I found an accordion extension for p & s and started playing around with it. It seemed to work fine on the demo site, but it looked horrible when I integrated it into mine. I discovered that it was built against prototype 1.5 whereas I was using 1.6.
It was at this point that that I decided that I’ve got myself a problem. jQuery had an accordion widget, I’d seen it demonstrated at a recent workshop at the WebDirections South conference in September and it looked pretty good. Time to bite the bullet.
I checked out Ryan Bate’s Railscast on jQuery to get a quick overview and see how to get it up and running quickly in Rails. Then I spent an hour checking out the jQuery website and getting familiar with the examples and API. All looking very impressive. Pretty quickly the concepts started to come through. It really struck me that the selector approach is incredible powerful and it made striving for unobtrusive Javascript easy, just like CSS is unobtrusive presentation.

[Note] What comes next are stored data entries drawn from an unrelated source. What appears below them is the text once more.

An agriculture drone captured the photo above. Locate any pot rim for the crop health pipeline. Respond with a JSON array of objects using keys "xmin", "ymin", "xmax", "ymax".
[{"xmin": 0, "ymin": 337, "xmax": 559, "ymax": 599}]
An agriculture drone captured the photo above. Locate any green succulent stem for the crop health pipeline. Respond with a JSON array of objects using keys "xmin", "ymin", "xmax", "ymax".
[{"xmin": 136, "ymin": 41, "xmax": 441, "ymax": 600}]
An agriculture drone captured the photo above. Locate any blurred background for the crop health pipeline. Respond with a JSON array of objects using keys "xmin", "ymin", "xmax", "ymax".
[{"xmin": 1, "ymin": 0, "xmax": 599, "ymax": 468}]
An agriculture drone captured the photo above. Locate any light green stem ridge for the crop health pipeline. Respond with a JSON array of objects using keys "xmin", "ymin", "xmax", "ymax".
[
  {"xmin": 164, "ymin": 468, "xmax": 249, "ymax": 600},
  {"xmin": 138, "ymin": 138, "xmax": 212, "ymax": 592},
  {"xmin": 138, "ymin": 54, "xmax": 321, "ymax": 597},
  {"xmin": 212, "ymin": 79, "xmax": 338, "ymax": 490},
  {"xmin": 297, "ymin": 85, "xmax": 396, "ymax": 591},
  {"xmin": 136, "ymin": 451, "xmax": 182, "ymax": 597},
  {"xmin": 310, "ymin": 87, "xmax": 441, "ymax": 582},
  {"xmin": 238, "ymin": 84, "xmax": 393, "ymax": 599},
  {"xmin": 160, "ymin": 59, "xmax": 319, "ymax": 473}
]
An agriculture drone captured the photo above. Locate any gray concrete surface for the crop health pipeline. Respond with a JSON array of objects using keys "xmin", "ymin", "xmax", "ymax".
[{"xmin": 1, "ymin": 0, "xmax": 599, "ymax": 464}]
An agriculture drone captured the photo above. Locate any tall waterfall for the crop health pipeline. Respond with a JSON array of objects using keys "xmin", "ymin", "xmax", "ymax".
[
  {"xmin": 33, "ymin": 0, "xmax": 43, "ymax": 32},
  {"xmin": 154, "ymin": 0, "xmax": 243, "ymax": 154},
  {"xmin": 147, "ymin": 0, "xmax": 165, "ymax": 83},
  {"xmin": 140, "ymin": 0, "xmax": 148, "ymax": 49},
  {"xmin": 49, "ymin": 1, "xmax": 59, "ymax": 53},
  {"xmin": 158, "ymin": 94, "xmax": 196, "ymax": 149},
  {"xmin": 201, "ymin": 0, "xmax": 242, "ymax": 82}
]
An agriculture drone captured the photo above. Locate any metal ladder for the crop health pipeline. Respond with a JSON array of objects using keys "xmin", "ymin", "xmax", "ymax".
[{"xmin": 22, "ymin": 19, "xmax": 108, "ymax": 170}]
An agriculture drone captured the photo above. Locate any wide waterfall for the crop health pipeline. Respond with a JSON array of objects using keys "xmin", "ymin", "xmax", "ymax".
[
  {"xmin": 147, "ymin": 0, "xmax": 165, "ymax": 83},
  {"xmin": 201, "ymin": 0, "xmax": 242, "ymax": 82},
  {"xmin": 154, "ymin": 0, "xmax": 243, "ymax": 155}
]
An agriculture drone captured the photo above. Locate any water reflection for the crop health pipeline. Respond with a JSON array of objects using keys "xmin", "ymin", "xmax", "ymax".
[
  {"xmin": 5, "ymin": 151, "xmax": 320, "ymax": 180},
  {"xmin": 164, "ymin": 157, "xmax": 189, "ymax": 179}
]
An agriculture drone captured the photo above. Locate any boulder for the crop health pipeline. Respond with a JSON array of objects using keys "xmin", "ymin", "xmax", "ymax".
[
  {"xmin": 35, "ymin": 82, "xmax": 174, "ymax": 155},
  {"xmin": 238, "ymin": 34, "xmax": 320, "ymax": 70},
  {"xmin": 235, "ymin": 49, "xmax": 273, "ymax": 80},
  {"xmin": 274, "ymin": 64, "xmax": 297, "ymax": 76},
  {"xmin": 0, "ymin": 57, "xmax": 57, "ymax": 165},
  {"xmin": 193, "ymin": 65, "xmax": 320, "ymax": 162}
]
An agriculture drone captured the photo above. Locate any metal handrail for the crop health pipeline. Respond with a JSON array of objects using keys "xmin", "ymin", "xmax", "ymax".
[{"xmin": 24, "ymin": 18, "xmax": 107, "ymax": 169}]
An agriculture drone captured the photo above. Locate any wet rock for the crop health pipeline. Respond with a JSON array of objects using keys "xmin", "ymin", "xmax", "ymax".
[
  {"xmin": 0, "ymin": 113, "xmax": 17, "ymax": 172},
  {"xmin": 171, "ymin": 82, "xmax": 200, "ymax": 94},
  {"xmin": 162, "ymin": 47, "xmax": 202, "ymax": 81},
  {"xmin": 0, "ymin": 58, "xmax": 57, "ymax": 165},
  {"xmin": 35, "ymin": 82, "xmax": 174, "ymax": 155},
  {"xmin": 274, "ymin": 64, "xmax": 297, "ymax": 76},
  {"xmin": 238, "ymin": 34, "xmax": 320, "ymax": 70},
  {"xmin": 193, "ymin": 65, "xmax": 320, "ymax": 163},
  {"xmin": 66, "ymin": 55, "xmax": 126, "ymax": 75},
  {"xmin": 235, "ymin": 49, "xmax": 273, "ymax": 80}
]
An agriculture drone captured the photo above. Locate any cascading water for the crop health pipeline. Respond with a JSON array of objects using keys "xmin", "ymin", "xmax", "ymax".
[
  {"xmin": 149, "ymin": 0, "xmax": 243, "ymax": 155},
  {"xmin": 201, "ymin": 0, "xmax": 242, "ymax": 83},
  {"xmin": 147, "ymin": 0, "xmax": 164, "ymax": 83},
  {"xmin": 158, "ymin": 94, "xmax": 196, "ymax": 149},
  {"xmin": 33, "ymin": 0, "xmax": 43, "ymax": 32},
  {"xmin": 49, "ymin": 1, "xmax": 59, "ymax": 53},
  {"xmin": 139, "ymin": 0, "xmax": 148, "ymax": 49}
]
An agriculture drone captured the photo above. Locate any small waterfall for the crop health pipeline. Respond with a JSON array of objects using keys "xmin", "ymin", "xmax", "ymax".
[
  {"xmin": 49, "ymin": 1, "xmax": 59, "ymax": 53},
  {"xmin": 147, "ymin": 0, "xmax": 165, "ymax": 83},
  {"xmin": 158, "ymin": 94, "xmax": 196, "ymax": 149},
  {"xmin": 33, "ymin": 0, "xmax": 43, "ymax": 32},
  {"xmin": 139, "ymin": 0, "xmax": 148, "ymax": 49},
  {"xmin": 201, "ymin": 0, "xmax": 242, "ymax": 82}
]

Within a couple of hours my Rails app was devoid of all RJS, prototype and scriptaculous. jQuery was introduced and all my obtrusive Javascript removed!
Now it feels like I have a world of options available to spruce up my user interface too! The plugin repository is incredibly large, something which p & s are sorely missing.
The amount of inertia behind jQuery is quite impressive and in my opinion this is what counts. The fact that Rails developers are openly advocating it spells the end for prototype & scriptaculous too. Alas, they were great libraries but its time to move on, the mob has spoken.